En Haïti, la communauté queer est confrontée à une mise au ban systémique, selon un rapport des Nations unies publié en juin 2023. Le document, intitulé « La situation des droits humains en Haïti », met en lumière les violences et discriminations persistantes subies par les personnes LGBTQ+ dans le pays. L'ONU rapporte que 87 % des personnes interrogées ont été victimes d'au moins une forme de violence en raison de leur orientation sexuelle ou de leur identité de genre.
Une violence omniprésente
Le rapport souligne que les agressions physiques, les viols et les menaces de mort sont courants. « Les personnes queer sont prises pour cible à la fois par les gangs criminels et par la population générale », explique Louis-Henri Mars, directeur de l'organisation locale Kourèj. Les gangs, qui contrôlent de larges pans de la capitale Port-au-Prince, imposent des « codes de conduite » discriminatoires. Selon le rapport, 62 % des actes de violence sont commis par des membres de gangs.

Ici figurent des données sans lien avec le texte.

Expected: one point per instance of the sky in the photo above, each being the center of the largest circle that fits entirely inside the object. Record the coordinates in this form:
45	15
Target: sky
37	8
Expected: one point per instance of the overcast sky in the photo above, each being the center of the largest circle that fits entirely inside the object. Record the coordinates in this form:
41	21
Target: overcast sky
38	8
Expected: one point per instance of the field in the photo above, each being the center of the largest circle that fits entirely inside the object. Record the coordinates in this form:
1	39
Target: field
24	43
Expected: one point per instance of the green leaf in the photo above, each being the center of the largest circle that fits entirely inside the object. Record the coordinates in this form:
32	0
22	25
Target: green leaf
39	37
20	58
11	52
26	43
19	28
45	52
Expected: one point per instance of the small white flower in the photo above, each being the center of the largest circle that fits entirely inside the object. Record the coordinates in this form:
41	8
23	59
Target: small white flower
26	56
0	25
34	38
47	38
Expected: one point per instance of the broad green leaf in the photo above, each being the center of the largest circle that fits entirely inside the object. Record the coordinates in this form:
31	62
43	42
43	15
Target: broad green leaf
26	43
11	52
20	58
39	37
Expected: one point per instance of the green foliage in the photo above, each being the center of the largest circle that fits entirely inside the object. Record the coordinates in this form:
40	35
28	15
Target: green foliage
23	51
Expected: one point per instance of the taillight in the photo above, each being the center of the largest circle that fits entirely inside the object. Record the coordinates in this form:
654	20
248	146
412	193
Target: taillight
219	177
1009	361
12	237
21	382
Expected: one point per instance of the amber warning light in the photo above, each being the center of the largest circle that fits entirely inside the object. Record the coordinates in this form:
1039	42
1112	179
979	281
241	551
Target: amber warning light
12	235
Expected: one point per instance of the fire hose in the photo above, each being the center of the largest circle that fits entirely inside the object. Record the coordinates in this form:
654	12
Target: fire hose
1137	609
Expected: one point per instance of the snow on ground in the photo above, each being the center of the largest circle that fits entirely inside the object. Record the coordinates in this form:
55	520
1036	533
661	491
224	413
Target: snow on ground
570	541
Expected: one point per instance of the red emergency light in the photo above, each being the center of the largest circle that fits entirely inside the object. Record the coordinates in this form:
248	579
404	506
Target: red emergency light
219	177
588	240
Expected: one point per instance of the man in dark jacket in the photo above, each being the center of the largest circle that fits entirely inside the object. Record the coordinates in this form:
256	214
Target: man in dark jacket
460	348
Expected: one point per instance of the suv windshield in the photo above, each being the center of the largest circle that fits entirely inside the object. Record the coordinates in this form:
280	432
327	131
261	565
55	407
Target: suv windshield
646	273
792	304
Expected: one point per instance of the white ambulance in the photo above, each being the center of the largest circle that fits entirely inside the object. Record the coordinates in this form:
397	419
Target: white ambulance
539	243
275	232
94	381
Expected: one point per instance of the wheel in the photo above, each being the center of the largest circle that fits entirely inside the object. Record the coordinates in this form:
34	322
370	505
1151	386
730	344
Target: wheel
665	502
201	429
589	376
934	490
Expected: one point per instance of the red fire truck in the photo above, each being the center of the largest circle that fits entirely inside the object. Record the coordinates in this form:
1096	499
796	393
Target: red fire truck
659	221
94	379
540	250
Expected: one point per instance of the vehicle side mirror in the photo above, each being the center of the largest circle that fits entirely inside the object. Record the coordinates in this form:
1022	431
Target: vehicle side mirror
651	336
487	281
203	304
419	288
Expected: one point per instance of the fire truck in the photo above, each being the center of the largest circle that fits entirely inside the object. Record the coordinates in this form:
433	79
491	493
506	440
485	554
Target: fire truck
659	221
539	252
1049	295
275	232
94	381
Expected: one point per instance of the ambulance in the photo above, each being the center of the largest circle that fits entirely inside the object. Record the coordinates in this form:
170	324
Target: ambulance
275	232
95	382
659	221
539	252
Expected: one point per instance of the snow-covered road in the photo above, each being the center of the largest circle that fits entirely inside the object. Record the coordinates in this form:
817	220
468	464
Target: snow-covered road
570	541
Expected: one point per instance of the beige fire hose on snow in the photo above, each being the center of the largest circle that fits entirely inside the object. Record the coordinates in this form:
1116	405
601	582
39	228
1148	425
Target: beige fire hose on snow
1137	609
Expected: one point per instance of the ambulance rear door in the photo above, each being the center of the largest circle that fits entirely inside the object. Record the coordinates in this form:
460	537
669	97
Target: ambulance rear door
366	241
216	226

Les personnes LGBTQ+ sont également exclues des services de base. « Lorsqu'elles tentent de se faire soigner après une agression, elles sont souvent refusées dans les hôpitaux », déclare Mars. L'accès au logement et à l'emploi est également entravé. Le rapport indique que 45 % des personnes queer interrogées ont perdu leur emploi après avoir révélé leur orientation sexuelle.
Une absence de protection juridique
Haïti ne dispose d'aucune loi protégeant les droits des personnes LGBTQ+. Les relations homosexuelles ne sont pas criminalisées, mais la discrimination n'est pas interdite. « Le système judiciaire est défaillant : les plaintes pour violences homophobes sont rarement instruites », note le rapport. En 2021, seules 3 plaintes sur 120 ont abouti à une condamnation.
La situation s'est aggravée depuis l'assassinat du président Jovenel Moïse en 2021, qui a plongé le pays dans le chaos. Les gangs ont étendu leur contrôle, ciblant particulièrement les communautés marginalisées. « Les personnes queer sont devenues des boucs émissaires », affirme Mars. Le rapport appelle les autorités haïtiennes à adopter une législation inclusive et à protéger les défenseurs des droits humains.
Des conséquences psychologiques dévastatrices
La discrimination systémique a des répercussions graves sur la santé mentale. Selon l'ONU, 70 % des personnes queer présentent des symptômes de dépression sévère, et 28 % ont tenté de se suicider. Les rares refuges LGBTQ+ sont débordés. « Nous recevons des appels de détresse chaque jour, mais nous manquons de ressources », confie une bénévole de l'association Ayiti Queer.
Le rapport conclut que la communauté queer haïtienne vit dans une « peur constante », et que l'inaction de l'État équivaut à une « complicité dans la violence ». Il recommande la mise en place de programmes de sensibilisation et le soutien aux organisations locales.